When I would fantasize about my birth mother showing up on our doorstep to ask for my return to her, I always pictured her thanking my parents. I imagined her thanking them for taking such good care of me, for the clothes and food they had provided me and for their guidance in raising me to be a nice and polite little girl. I would imagine her gratitude to my parents for keeping me safe and for caring for me until she could come and get me. Fantasies about our birth parents is not a slight against our adoptive parents, it is the inner child who still cannot understand what was so wrong with us that our own birth parents, all of their extended family members, and in some cases, their entire country, did not want to keep us. It is not that we are not grateful to our adoptive families for the opportunities they gave us, it is that we are not grateful to have been available for adoption in the first place.
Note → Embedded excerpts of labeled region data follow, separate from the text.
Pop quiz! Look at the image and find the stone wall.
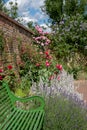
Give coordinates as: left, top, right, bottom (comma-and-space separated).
0, 12, 33, 74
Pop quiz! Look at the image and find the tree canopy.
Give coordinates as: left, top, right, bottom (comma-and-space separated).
43, 0, 87, 23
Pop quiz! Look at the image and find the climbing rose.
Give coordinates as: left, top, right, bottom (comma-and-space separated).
0, 76, 3, 80
0, 69, 3, 73
7, 65, 13, 70
49, 75, 54, 80
36, 63, 40, 67
56, 64, 63, 70
46, 61, 50, 67
45, 51, 49, 56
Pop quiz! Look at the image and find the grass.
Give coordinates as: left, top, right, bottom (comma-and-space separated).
43, 96, 87, 130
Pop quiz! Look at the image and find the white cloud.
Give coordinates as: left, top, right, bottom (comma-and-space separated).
6, 0, 48, 28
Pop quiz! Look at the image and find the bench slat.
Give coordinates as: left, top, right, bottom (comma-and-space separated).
21, 112, 33, 130
0, 83, 44, 130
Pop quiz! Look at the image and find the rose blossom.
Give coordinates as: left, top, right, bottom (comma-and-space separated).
56, 64, 63, 70
7, 65, 13, 70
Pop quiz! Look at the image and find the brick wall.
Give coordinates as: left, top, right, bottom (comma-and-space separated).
0, 12, 33, 75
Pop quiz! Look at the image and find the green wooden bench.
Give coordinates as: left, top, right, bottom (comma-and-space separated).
0, 82, 44, 130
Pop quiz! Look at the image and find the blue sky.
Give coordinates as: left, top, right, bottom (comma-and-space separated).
5, 0, 48, 27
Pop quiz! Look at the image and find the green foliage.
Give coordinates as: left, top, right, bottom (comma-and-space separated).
42, 0, 87, 23
43, 96, 87, 130
9, 0, 18, 19
0, 0, 8, 14
50, 14, 87, 77
0, 31, 5, 52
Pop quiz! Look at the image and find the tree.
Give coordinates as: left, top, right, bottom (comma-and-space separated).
0, 0, 8, 13
42, 0, 87, 23
9, 0, 18, 19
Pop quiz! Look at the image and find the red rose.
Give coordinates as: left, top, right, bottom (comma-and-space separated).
46, 61, 50, 67
7, 65, 13, 70
36, 63, 40, 67
56, 65, 63, 70
0, 76, 3, 80
45, 51, 49, 56
49, 75, 54, 80
0, 69, 4, 73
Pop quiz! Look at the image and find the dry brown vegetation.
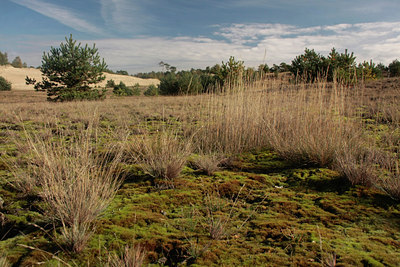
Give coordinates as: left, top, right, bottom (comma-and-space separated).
0, 75, 400, 266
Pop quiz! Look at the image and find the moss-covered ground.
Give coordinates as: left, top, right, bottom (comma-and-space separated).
0, 146, 400, 266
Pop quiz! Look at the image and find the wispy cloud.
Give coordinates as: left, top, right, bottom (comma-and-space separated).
11, 0, 103, 34
8, 22, 400, 73
100, 0, 151, 33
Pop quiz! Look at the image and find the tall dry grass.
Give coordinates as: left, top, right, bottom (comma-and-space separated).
16, 122, 121, 252
193, 76, 400, 199
128, 130, 192, 187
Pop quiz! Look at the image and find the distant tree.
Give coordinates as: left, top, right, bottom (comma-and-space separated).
113, 81, 134, 96
291, 48, 326, 82
143, 84, 159, 96
257, 64, 269, 73
389, 59, 400, 77
132, 83, 142, 96
214, 56, 244, 85
0, 51, 9, 65
115, 70, 129, 75
11, 56, 23, 68
106, 79, 115, 88
0, 76, 11, 91
26, 35, 107, 101
158, 61, 176, 73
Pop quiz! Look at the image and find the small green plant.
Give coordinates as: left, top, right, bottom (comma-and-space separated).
0, 76, 11, 91
106, 79, 116, 88
132, 83, 141, 96
389, 59, 400, 77
143, 84, 159, 96
113, 81, 133, 96
105, 245, 146, 267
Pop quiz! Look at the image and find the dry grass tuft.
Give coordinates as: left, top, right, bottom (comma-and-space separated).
130, 131, 192, 185
106, 245, 146, 267
0, 256, 11, 267
192, 153, 226, 176
17, 123, 121, 252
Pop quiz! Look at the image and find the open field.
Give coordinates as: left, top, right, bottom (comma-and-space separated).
0, 74, 400, 266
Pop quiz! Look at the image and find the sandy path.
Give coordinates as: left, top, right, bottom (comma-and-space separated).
0, 65, 160, 90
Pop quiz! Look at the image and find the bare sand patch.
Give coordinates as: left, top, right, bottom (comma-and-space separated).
0, 65, 160, 90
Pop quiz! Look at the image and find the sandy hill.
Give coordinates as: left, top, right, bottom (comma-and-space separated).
0, 65, 160, 90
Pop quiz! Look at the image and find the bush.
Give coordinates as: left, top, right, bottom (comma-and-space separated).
143, 84, 159, 96
290, 48, 356, 83
106, 79, 116, 88
160, 71, 204, 95
132, 83, 141, 96
389, 59, 400, 77
15, 124, 121, 252
113, 82, 133, 96
26, 35, 107, 101
0, 76, 11, 91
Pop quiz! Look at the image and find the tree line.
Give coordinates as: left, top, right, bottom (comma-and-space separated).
10, 35, 400, 101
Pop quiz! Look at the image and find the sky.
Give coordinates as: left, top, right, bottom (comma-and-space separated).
0, 0, 400, 74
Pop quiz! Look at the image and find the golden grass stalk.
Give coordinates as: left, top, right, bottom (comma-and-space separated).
106, 245, 146, 267
18, 123, 121, 252
130, 130, 192, 185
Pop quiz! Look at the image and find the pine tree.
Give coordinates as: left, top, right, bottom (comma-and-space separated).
0, 52, 8, 66
11, 56, 23, 68
26, 35, 107, 101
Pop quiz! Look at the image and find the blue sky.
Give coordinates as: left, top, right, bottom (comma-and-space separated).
0, 0, 400, 74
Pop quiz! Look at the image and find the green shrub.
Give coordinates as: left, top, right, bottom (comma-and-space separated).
143, 84, 159, 96
106, 79, 116, 88
58, 88, 107, 102
160, 71, 204, 95
26, 35, 107, 101
132, 83, 142, 96
0, 76, 11, 91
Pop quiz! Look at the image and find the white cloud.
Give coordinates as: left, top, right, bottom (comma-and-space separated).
7, 22, 400, 73
100, 0, 151, 33
11, 0, 102, 34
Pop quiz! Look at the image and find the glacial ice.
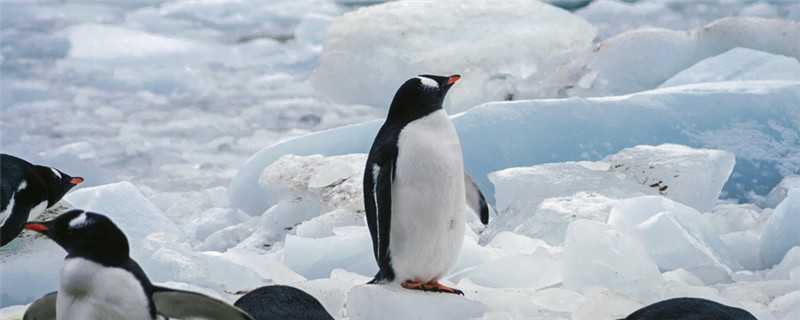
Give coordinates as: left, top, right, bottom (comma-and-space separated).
562, 220, 663, 299
660, 48, 800, 87
572, 17, 800, 96
761, 189, 800, 267
312, 0, 595, 112
230, 81, 800, 214
608, 196, 741, 284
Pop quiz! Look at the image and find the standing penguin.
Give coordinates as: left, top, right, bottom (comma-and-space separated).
0, 154, 83, 247
23, 210, 252, 320
364, 75, 489, 294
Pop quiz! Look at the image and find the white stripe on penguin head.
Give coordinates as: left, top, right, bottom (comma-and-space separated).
417, 76, 439, 89
69, 212, 86, 229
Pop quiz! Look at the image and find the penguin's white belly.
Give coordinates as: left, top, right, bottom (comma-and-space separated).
56, 258, 152, 320
389, 110, 465, 282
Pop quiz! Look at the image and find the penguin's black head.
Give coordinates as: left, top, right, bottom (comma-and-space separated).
34, 165, 83, 207
387, 74, 461, 122
25, 210, 129, 266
I find it very hard to express how difficult it is to know that I was unwanted by my birth family; despite being wanted by my adoptive family. An innocent baby created by two people who did not expect to create one forms part of who I am. First I was an accidental conception, then I was a symbol of shame and subsequently abandoned. Does that mean that I was not intended to have existed? I don’t think that is true; well if I’m being honest, sometimes I do think that it might be true. When disappointed by friends and family I often default to thinking “well my own birth parents didn’t want me” or “well I was never really meant exist anyway” and other thoughts of self-deprecation. At the same time, I find it very difficult to express how much I appreciate everything my adoptive parents did for me, or gave me simply out of their love for me, because I often felt like a consolation prize for them when they could not have ‘children of their own’.
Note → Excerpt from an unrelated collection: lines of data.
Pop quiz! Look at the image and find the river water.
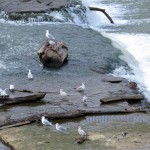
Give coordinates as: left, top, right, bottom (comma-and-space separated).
83, 0, 150, 102
0, 0, 150, 149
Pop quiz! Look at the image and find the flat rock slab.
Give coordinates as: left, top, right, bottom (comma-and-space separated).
0, 0, 70, 13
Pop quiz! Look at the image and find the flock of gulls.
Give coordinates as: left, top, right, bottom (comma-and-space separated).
41, 116, 87, 137
0, 30, 87, 139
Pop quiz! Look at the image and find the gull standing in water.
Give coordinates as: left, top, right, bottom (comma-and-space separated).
41, 116, 52, 126
0, 88, 8, 97
60, 89, 67, 97
82, 95, 87, 103
9, 84, 15, 92
56, 123, 67, 132
77, 82, 85, 92
46, 30, 55, 40
28, 69, 33, 79
78, 126, 87, 136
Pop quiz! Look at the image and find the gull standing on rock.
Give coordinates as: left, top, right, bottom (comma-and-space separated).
46, 30, 55, 40
41, 116, 52, 126
0, 88, 8, 97
28, 69, 33, 79
60, 89, 67, 97
56, 123, 67, 132
77, 82, 85, 92
82, 95, 87, 103
9, 84, 15, 92
78, 126, 87, 136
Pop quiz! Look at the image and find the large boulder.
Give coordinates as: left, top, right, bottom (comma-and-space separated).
38, 41, 68, 68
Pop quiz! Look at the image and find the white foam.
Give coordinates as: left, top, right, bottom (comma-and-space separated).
105, 33, 150, 102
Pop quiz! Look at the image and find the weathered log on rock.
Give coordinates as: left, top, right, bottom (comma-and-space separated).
0, 108, 146, 130
38, 41, 68, 68
89, 7, 114, 24
77, 135, 87, 144
0, 93, 46, 105
100, 95, 144, 103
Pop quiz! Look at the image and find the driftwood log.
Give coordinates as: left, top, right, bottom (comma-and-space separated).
0, 108, 146, 130
89, 7, 114, 24
100, 95, 144, 103
38, 41, 68, 68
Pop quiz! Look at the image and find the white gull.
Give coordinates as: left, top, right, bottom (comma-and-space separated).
41, 116, 52, 126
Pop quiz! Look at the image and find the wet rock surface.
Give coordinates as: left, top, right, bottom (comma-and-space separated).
0, 117, 150, 150
0, 0, 70, 13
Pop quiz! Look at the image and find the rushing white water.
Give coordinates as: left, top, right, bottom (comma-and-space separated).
82, 0, 150, 102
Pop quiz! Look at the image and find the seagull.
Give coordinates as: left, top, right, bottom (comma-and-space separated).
82, 95, 87, 103
60, 89, 67, 97
28, 69, 33, 79
77, 82, 85, 92
46, 30, 55, 40
9, 84, 15, 92
56, 123, 67, 132
41, 116, 52, 126
78, 126, 87, 136
0, 88, 8, 97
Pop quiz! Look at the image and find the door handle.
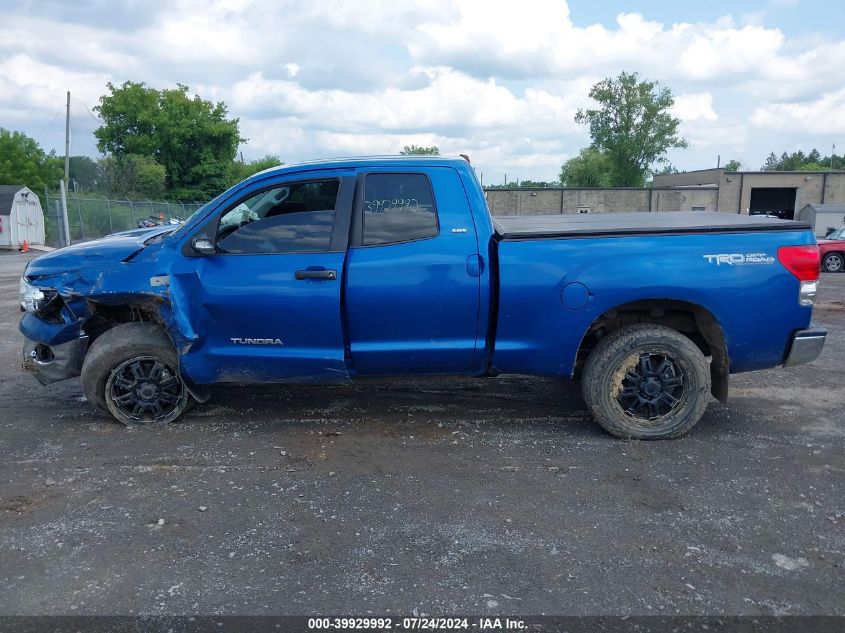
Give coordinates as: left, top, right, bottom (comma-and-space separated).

When I met my birth father, it was such a weird first few minutes. Was I supposed to thank him for creating me? While I was being adopted by ‘strangers’ my birth father became a step-father to his wife’s biological daughter, eventually giving her his name. Was she supposed to thank him? That he did not know I even existed made me feel even more insignificant. However, I am grateful that he tried to make me feel important once I eventually found him, and that he gave me medical and social history information. I am grateful that I got to know his adult children, my paternal half-siblings. As you know, I was not afforded the opportunity to meet my birth mother but if I had, was I supposed to thank her? If so, for what? For choosing life over abortion? She only chose physical life for me really, despite not knowing what my lived life would be and then, in the end, did not want to know what happened to me. But I am grateful for having a relationship with her adult children, my maternal half-sisters.
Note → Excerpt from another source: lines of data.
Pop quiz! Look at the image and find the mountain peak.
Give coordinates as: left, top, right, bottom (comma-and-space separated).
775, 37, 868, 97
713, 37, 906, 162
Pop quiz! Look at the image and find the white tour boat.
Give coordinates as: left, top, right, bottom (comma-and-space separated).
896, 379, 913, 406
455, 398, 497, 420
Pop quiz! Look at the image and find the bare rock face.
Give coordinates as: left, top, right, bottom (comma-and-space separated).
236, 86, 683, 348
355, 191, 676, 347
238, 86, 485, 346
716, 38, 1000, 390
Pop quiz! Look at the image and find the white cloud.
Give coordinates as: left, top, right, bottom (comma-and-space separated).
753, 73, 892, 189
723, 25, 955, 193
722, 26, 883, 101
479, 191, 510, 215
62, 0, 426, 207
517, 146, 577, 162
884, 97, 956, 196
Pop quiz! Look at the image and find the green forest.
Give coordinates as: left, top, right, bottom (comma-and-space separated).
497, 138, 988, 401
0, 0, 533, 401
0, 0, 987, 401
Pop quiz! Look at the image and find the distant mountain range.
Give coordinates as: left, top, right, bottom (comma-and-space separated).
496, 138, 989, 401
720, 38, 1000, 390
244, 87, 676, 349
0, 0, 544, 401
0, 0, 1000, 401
So, I say to society that adoptees should not be expected to be grateful for having been adopted because they first had to be relinquished for adoption. No one is expected to be grateful for experiencing a significant loss. I say to adoptive parents, be grateful not to be thanked by your child for adopting them, because that means they are simply your child and that they accept you as their parents, just like birth children do, no more, no less. ‘Parenting is a thankless job.’